Ten tweede kreeg ik van sommige collega’s de vraag of ik tegen elke vorm van methode ben. Nee, dat ben ik niet (en ik was zelfs een beetje verbaasd over de vraag). Ik denk alleen dat de waarheid waar het in de Bijbel om gaat niet langs methodische weg te bereiken is. Natuurlijk moeten we exegetische methoden gebruiken, wat mij betreft het hele palet en zonder reserve. Maar omdat Jezus Christus de waarheid in persoon is, de waarheid die vrij maakt en die op ons toe komt, hebben wij geen stappenplan in handen om die waarheid ons eigen te maken. Intussen zal het natuurlijk zonder zindelijke exegese niet gaan. Tot mijn verdediging wijs ik op de manier waarop ik in paragraaf 6.3 1 Petrus 3 heb gelezen. Volgens mij vindt daar exegese plaats, waar je op exegetisch niveau over kunt discussiëren, maar het toelaten van de vragen en weerstanden die je ervaart bij het lezen van zo’n tekst, kan helpen om de betekenis voor vandaag te ervaren.

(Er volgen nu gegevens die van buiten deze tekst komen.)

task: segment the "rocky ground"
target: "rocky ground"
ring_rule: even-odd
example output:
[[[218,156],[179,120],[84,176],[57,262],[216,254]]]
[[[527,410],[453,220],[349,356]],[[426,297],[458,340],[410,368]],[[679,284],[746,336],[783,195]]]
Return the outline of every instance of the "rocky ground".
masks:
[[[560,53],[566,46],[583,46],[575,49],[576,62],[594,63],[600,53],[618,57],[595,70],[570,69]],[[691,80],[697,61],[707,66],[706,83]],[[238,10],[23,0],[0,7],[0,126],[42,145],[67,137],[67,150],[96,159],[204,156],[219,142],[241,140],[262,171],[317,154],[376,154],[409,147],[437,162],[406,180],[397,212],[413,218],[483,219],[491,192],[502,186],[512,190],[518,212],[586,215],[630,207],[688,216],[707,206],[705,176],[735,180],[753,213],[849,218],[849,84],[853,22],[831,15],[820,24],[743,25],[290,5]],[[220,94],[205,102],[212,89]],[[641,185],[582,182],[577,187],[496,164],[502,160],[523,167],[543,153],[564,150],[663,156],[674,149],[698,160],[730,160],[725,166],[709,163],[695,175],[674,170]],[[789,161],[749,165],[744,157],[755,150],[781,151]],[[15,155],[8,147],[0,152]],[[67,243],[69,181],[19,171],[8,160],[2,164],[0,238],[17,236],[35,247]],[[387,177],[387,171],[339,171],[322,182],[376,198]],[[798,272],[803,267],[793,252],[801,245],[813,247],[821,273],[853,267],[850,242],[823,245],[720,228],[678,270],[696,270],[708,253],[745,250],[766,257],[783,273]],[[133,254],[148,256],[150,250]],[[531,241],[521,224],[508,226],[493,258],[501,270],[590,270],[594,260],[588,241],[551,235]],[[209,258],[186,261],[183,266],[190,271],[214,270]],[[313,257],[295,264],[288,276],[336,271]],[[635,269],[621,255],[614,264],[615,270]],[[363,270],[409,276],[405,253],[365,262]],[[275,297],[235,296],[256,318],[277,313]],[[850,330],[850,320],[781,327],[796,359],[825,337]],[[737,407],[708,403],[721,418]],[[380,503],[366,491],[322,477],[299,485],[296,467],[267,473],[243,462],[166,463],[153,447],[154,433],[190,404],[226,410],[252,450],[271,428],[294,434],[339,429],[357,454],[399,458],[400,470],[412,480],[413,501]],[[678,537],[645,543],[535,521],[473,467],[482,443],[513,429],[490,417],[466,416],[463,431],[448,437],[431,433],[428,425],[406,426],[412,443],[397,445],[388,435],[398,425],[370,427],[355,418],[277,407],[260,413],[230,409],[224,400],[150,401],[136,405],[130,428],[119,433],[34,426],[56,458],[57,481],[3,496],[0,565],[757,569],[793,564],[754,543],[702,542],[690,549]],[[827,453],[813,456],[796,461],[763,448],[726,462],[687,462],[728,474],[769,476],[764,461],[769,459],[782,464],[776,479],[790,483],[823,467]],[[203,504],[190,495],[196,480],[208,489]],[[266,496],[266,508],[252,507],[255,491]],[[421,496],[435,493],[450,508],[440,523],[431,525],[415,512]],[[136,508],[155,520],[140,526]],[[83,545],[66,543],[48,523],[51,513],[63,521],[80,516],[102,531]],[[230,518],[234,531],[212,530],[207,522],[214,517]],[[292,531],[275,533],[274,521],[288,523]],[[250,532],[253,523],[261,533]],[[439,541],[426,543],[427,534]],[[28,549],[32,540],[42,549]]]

Goed, over deze twee punten zal het vandaag ongetwijfeld nog verder gaan.

De kern van het boek

Maar laat me nu nog drie punten aanduiden waarin volgens mij de kern van het boek ligt.

Drievoudige bewogenheid

In de eerste plaats: de drievoudige bewogenheid van God zelf. Verschillende recensenten hebben opgemerkt dat de ziel als resonantieruimte voor mij van groot belang is – daarin volg ik Gerard Visser (en ik ben erg benieuwd naar wat hij te zeggen heeft over de manier waarop ik mijn zijn gedachten omga). Wat nog niet zo veel is opgemerkt, is dat de bewogenheid van onze ziel voor mij haar oorsprong vindt in Gods bewogenheid (146). God is niet alleen maar één, zoals in de islam. Ook in de Westerse theologische traditie is de eenheid van God vaak sterk benadrukt: hier passen de Augustijnse traditie en de Aristotelische metafysische traditie goed bij elkaar. God is echter voluit de drie-enige: er spanning tussen de Vader en de Zoon, die in het kruislijden ten hoogste oploopt. Vader en Zoon zijn nooit zonder elkaar, maar ze zijn ook niet de ander. Er gebeurt wat tussen hen. Daarmee is gezegd dat de geschiedenis er voor God toe doet, dat Hij zich laat raken door mensen: als wij Hem afwijzen, én als wij Hem liefhebben. Zoals de Duitse theoloog Isaac August Dorner zei: de wereld is een ‘goed’ voor God. Als ik ergens een stap bij de calvinistische traditie vandaan doe (en sommige recensenten vrezen wel dat ik dat doe), dan niet ten aanzien van de scheppingsleer en al helemaal niet ten aanzien van het gezag van de Schrift – maar wél hier, in de triniteitsleer die voor mij het hart van de Godsleer vormt. Calvijn wordt niet moe, te onderstrepen dat God eigenlijk geen ogen en oren heeft, en eigenlijk geen passiones kent, geen emoties. Logisch, want e-motie is een vorm van motio, van beweging, en beweging veronderstelt een ruimte waarin bewogen wordt, dus wie beweegt, is niet alomtegenwoordig en is niet god. Basale aristotelische metafysica.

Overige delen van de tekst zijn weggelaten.